Também nos casos de monitoramento e cuidado de condições de saúde. A regra pode ser adaptada a outras formas de comprovação a critério dos sistemas de ensino.
O decreto define ainda a inclusão de estratégias de orientação dos estudantes e formação dos professores nos regimentos internos escolares e nas propostas pedagógicas. Foram definidos como obrigatórias as ofertas de educação digital para o uso seguro, responsável e equilibrado de aparelhos eletrônicos aos professores, que também deverão ser capacitados a identificar sinais de sofrimento psíquico em estudantes, decorrente do uso imoderado dos celulares.
Nos mesmos documentos das instituições de ensino, também deverão constar a forma como os celulares serão usados de forma pedagógica e como os aparelhos serão guardados durante a aula, o recreio ou os intervalos. As instituições de ensino também serão responsáveis por estabelecer as consequências do descumprimento da lei, considerando o que já foi estabelecido pelas normas federais e as orientações emitidas pelo Conselho Nacional de Educação. (AGÊNCIA BRASIL, 2025)
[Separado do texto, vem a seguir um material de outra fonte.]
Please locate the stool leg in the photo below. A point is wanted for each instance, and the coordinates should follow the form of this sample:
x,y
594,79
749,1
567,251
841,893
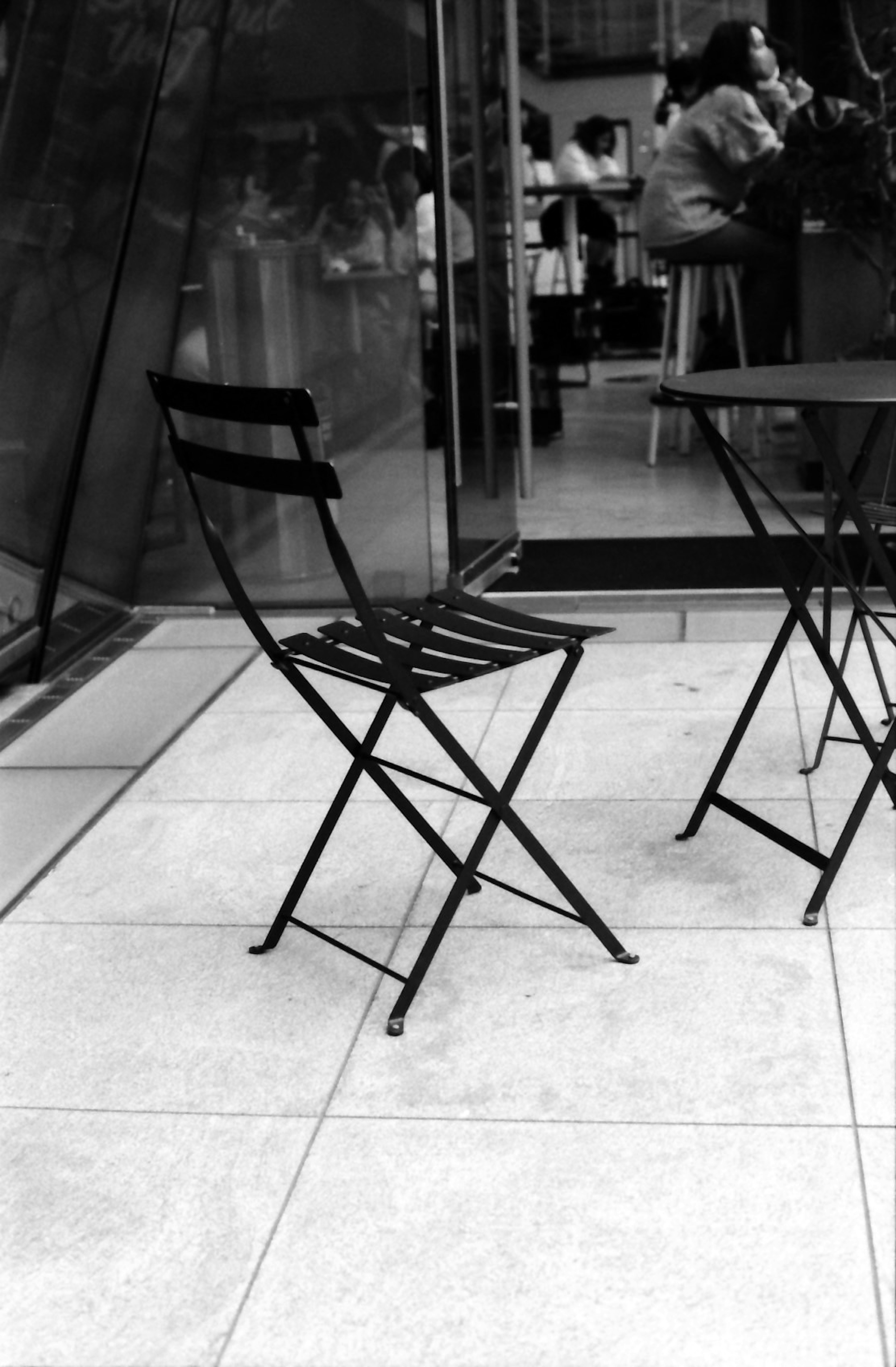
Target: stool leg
x,y
733,282
672,296
693,279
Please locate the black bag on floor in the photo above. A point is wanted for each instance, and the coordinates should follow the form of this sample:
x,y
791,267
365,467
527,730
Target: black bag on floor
x,y
632,316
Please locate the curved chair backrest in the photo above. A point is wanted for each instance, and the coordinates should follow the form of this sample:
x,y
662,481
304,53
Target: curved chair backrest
x,y
246,407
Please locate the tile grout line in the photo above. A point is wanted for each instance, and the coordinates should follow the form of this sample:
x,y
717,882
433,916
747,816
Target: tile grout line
x,y
854,1126
388,1117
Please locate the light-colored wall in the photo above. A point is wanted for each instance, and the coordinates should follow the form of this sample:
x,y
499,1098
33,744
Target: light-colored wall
x,y
569,102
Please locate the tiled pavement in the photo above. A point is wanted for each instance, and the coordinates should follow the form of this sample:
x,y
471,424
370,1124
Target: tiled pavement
x,y
219,1160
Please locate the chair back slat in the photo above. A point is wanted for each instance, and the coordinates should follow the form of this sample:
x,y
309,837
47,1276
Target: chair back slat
x,y
235,402
268,408
259,472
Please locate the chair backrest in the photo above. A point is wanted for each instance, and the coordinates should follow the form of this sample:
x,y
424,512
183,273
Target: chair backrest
x,y
317,480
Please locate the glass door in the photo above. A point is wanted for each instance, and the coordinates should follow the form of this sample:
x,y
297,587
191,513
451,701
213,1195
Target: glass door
x,y
77,88
473,126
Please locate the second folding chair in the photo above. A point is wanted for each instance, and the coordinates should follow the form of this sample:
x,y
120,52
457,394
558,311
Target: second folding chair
x,y
403,651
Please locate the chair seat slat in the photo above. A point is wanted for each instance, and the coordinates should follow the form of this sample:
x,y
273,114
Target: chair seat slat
x,y
507,617
882,515
481,631
410,660
336,658
434,640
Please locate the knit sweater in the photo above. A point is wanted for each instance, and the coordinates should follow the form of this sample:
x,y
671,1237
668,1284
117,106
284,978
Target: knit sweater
x,y
705,167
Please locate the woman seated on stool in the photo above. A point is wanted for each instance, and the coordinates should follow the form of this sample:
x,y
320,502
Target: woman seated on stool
x,y
692,210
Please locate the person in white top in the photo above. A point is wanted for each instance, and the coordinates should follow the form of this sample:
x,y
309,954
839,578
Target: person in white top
x,y
588,156
693,204
588,159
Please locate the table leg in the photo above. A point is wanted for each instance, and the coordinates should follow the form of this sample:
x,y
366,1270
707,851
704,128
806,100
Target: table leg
x,y
880,755
798,612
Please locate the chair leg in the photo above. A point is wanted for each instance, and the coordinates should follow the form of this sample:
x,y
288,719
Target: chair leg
x,y
363,762
500,812
666,352
326,829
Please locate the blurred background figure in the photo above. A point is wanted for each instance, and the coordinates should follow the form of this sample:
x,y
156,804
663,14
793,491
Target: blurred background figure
x,y
693,204
682,87
588,156
588,159
352,233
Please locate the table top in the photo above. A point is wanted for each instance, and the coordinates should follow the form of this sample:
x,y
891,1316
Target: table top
x,y
607,186
819,385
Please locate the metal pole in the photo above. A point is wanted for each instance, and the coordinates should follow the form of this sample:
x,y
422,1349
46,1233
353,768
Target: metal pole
x,y
518,248
483,263
662,35
444,264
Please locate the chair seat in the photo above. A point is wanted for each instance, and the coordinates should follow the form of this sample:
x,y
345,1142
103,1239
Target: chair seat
x,y
440,640
399,651
882,515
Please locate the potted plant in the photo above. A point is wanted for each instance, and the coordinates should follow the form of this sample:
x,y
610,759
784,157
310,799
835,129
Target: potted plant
x,y
840,169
É intuitivo concluir que os estabelecimentos educativos são encarregados pela promoção de ações de conscientização sobre os riscos do uso imoderado de aparelhos eletrônicos portáteis pessoais, de modo a integrar o tema ao planejamento pedagógico anual, oferta de formação aos profissionais da educação sobre: a) a educação digital para o uso seguro, responsável e equilibrado de aparelhos eletrônicos portáteis pessoais; e b) a identificação de sinais de sofrimento psíquico em estudantes, decorrente do uso imoderado de aparelhos eletrônicos portáteis pessoais; e promoção de espaços de escuta e garantir acolhimento aos estudantes, às professoras, aos professores e aos profissionais atuantes no estabelecimento de ensino que apresentem sinais de sofrimento psíquico relacionado ao uso de dispositivos digitais e às ofensas on-line. (BRASIL, 2025)
REFERÊNCIAS
AGÊNCIA BRASIL. Governo regulamenta lei que restringe uso do celular na escola. 2025. Disponível em: https://www.diariodigital.com.br/geral/governo-regulamenta-lei-que-restringe-uso-de-celular-na-escola .
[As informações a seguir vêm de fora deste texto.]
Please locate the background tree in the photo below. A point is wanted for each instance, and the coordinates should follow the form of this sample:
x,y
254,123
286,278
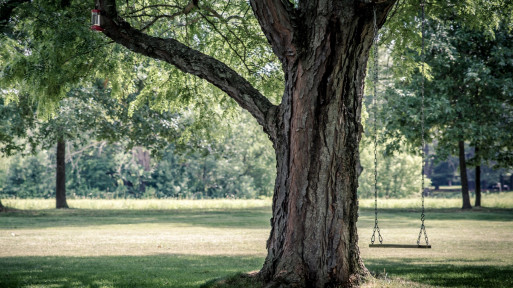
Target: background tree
x,y
460,100
315,129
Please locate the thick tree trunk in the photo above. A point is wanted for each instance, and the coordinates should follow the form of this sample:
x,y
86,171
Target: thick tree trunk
x,y
464,178
323,47
314,241
60,185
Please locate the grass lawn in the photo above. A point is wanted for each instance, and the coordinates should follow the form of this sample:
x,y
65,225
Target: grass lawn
x,y
186,244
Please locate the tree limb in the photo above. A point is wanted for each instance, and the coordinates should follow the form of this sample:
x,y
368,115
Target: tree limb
x,y
276,19
189,61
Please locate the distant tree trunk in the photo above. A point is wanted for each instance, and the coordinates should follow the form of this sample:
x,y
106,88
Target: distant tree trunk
x,y
478,179
464,178
60,187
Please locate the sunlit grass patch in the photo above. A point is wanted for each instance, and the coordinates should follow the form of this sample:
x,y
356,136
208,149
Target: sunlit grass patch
x,y
489,200
140,204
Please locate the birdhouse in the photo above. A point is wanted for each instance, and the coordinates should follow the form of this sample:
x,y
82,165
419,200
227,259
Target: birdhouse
x,y
96,20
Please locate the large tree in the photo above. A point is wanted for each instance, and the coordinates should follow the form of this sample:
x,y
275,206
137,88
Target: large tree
x,y
323,49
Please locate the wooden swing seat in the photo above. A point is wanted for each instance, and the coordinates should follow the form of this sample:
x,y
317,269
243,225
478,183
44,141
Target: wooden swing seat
x,y
399,246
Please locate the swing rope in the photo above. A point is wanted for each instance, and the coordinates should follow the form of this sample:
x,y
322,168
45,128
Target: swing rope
x,y
423,153
375,112
374,102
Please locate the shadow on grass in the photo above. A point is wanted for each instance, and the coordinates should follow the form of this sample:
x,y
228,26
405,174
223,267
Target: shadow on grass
x,y
461,274
482,214
230,218
124,271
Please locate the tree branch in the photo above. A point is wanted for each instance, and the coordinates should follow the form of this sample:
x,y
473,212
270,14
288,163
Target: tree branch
x,y
189,61
276,19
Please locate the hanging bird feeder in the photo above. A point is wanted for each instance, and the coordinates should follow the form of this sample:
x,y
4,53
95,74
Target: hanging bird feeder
x,y
96,20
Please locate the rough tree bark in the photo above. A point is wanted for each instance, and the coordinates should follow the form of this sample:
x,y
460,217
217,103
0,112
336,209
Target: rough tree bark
x,y
323,47
463,174
60,185
478,180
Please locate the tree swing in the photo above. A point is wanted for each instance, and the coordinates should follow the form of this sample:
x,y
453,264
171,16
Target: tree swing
x,y
375,80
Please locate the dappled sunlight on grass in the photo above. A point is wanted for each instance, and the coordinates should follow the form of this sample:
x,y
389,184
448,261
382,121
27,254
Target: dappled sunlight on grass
x,y
175,270
187,247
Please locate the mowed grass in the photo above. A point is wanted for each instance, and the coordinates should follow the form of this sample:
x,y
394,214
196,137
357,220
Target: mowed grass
x,y
146,243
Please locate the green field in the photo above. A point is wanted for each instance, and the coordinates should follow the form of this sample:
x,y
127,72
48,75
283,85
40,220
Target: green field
x,y
180,243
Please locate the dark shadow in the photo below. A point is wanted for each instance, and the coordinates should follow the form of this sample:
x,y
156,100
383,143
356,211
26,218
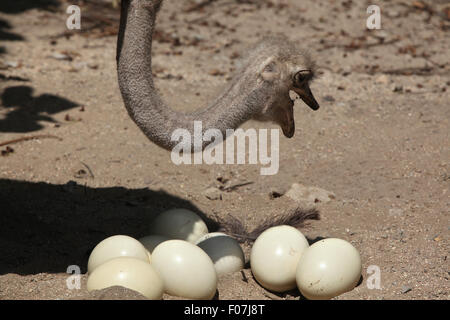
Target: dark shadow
x,y
46,227
13,78
6,35
25,111
18,6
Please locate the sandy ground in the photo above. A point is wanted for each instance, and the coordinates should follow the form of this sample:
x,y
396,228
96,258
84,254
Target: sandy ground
x,y
380,141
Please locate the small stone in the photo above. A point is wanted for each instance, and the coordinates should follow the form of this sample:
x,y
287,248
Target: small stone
x,y
309,195
406,289
61,56
329,98
396,88
213,193
395,212
383,79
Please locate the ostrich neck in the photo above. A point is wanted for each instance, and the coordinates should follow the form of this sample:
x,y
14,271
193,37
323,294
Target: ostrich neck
x,y
235,106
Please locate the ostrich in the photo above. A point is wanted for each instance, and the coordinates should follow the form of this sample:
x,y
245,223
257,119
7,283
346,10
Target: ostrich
x,y
260,90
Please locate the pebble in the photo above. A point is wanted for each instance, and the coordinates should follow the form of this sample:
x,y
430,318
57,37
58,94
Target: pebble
x,y
309,195
213,193
406,289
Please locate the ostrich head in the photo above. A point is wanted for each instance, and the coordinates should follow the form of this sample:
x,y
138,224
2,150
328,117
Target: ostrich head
x,y
284,68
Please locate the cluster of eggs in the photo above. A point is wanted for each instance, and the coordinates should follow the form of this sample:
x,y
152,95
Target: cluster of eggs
x,y
179,258
182,259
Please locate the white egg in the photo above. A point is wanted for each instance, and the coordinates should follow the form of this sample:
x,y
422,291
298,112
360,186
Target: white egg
x,y
152,241
130,273
114,247
187,271
224,251
179,224
328,268
275,255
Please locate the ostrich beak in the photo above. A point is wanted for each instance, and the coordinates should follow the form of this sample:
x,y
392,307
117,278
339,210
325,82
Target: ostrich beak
x,y
307,97
287,123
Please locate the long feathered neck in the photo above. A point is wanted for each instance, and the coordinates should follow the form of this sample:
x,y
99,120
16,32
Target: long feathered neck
x,y
236,105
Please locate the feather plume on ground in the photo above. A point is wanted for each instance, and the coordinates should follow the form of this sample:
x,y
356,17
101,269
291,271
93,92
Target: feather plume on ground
x,y
296,217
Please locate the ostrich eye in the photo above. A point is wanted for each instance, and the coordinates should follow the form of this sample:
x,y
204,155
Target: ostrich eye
x,y
301,77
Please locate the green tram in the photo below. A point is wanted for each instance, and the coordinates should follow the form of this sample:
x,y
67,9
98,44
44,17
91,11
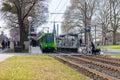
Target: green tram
x,y
47,42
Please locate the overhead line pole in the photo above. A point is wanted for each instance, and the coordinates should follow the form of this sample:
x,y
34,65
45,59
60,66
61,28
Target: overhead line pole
x,y
85,22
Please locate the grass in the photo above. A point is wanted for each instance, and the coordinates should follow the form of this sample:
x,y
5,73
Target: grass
x,y
110,47
37,68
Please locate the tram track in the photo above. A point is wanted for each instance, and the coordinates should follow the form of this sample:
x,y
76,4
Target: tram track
x,y
93,69
102,60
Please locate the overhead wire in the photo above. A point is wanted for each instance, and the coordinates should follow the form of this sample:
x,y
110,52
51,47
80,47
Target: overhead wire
x,y
61,8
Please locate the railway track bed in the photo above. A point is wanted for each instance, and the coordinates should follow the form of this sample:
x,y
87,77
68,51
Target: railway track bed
x,y
95,67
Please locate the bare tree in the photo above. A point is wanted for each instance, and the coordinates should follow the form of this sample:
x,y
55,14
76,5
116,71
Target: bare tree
x,y
22,9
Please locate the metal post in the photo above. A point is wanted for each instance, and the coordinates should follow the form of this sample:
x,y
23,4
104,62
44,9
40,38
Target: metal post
x,y
29,20
85,23
102,35
57,29
29,38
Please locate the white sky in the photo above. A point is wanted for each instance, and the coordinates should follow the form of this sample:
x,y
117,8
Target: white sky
x,y
56,6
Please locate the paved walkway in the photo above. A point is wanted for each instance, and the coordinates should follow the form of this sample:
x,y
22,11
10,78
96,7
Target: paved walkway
x,y
36,50
5,56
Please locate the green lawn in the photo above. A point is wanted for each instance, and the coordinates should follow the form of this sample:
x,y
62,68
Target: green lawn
x,y
117,55
37,68
110,47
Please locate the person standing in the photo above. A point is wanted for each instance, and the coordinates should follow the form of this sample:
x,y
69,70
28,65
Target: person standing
x,y
80,41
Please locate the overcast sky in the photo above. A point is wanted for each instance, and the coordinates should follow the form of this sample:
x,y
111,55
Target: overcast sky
x,y
56,6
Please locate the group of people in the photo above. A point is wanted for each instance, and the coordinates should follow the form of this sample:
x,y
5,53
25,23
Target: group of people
x,y
33,42
5,44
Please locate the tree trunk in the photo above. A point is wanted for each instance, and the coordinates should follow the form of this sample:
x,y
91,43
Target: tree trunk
x,y
114,38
BRASIL, República Federativa do. Decreto n. 12.385, de 18 de janeiro de 2025. Disponível em: https://www.planalto.gov.br/ccivil_03/_Ato2023-2026/2025/Decreto/D12385.htm .
NAGUMO, Estevon; TELES, Lucio França. O uso do celular por estudantes na escola: motivos e desdobramentos. Revista brasileira de estudos pedagógicos, v. 97, p. 356-371, 2016.